Elles sont blanches les mains du poète, elles chantent,

Elles sont rouges les mains du poète, elles chantent la guerre,

Elles sont dures les mains du poète, elles chantent les champs et la terre.

                                                                                    (Raoul Verbist 1998)

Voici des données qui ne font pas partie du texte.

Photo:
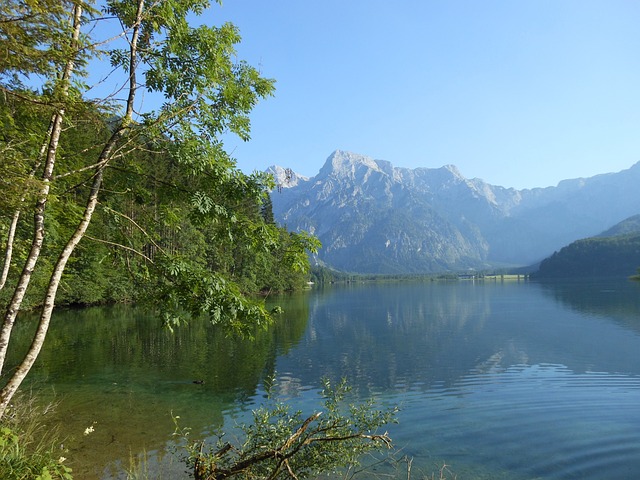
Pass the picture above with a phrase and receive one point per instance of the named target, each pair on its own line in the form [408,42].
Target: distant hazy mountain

Par la porte fenêtre de l'atelier donnant sur le balcon, on pouvait apercevoir au travers des ferronneries de la balustrade la masse imposante  du "Pand", l’ancien couvent des Dominicains entièrement restauré. On retrouve cette même balustrade en fer forgé dans le tableau"Le passage du cortège". On n’y peut voir une jeune femme élégante accoudée à la balustrade du balcon. Sa main gantée est délicatement posée sur la balustrade, d’autres mains de personnages sans visage apparaissent également de chaque côté de la balustrade.

 

 

Le passage du cortège (détail)

(les mains sur la balustrade)

 

   

Suzanne Bomhals me dédicaça une monographie en écrivant la phrase suivante : « Très amicalement à ...........  et toute ma gratitude pour sa compréhension ! » Au premier abord je n’avais pas compris cette petite phrase. Pourquoi « gratitude » et « compréhension »? me demandais-je.Pourquoi ?     Peut être qu’elle voulait dire que grâce aux deux toiles dont elle se séparait elle pourrait continuer à vivre dignement quelque temps. Suzanne Bomhals n’aimait pas se séparer des toiles accrochées chez elle, elles faisaient partie de son environnement. Elle me confia « Ce sont les dernières, après ce sera fini…quand je partirai j’ai décidé de tout donner aux musées.»

 

Le voyage de noce

 

Suzanne Bomhals me dit en parlant du tableau "Le voyage de noce" que je venais d'acheter: "ne trouvez-vous pas que c'est un drôle de voyage de noce. "En effet le couple représenté sur le tableau, assis face à face dans  le compartiment du train qui le transporte, semble avoir des occupations différentes. Le mari n'a de l'intérêt que pour son journal et la femme rêve d'autres horizons en  regardant par la fenêtre, tandis que le train dans lequel ils sont assis continue sa route, la vie continuant son cours l a fenêtre du compartiment ne dévoile qu'un ciel bleu dans lequel on peut voir un nuage, symbole de la détresse du couple. Ici aussi l'expression des mains a une grande valeur picturale.

 

 

L'attente vaine

 

L'autre tableau "l'attente vaine" représente une jeune femme vêtue d'une robe noire et accoudée à une table de bistrot ronde, son regard troublé semble évasif et songeur. Sur la table un gant délicatement posé à côté d'un verre fraîchement entamé. Qu'attend-elle? Un bonheur perdu?  L’espoir d'une nouvelle rencontre? La technique utilisée dans ce tableau est fort intéressante et les couleurs prédominantes sont le rose et le noir. Les deux toiles sont des exemples du surréalisme intimiste et fantastique ainsi que du réalisme magique qui imprègne toute l'oeuvre de Suzanne Bomhals. L'artiste a gardé sa vie entière cette même constance picturale. Des grands soucis du détail, une disposition des personnages et des objets bien placés ainsi que des couleurs bien choisies donnent à son oeuvre une dimension toute particulière. Il fallait parfois plus d'une année avant qu'un tableau ne soit achevé. Je me souviens du tableau" Les ficelles " Suzanne Bomhals y travailla très longtemps, elle n'était pas satisfaite des mains tirant les ficelles des marionnettes et les a retouchées plusieurs fois, je crois me souvenir qu'elle utilisa de la peinture à base d'or pour façonner les mains du marionnettiste.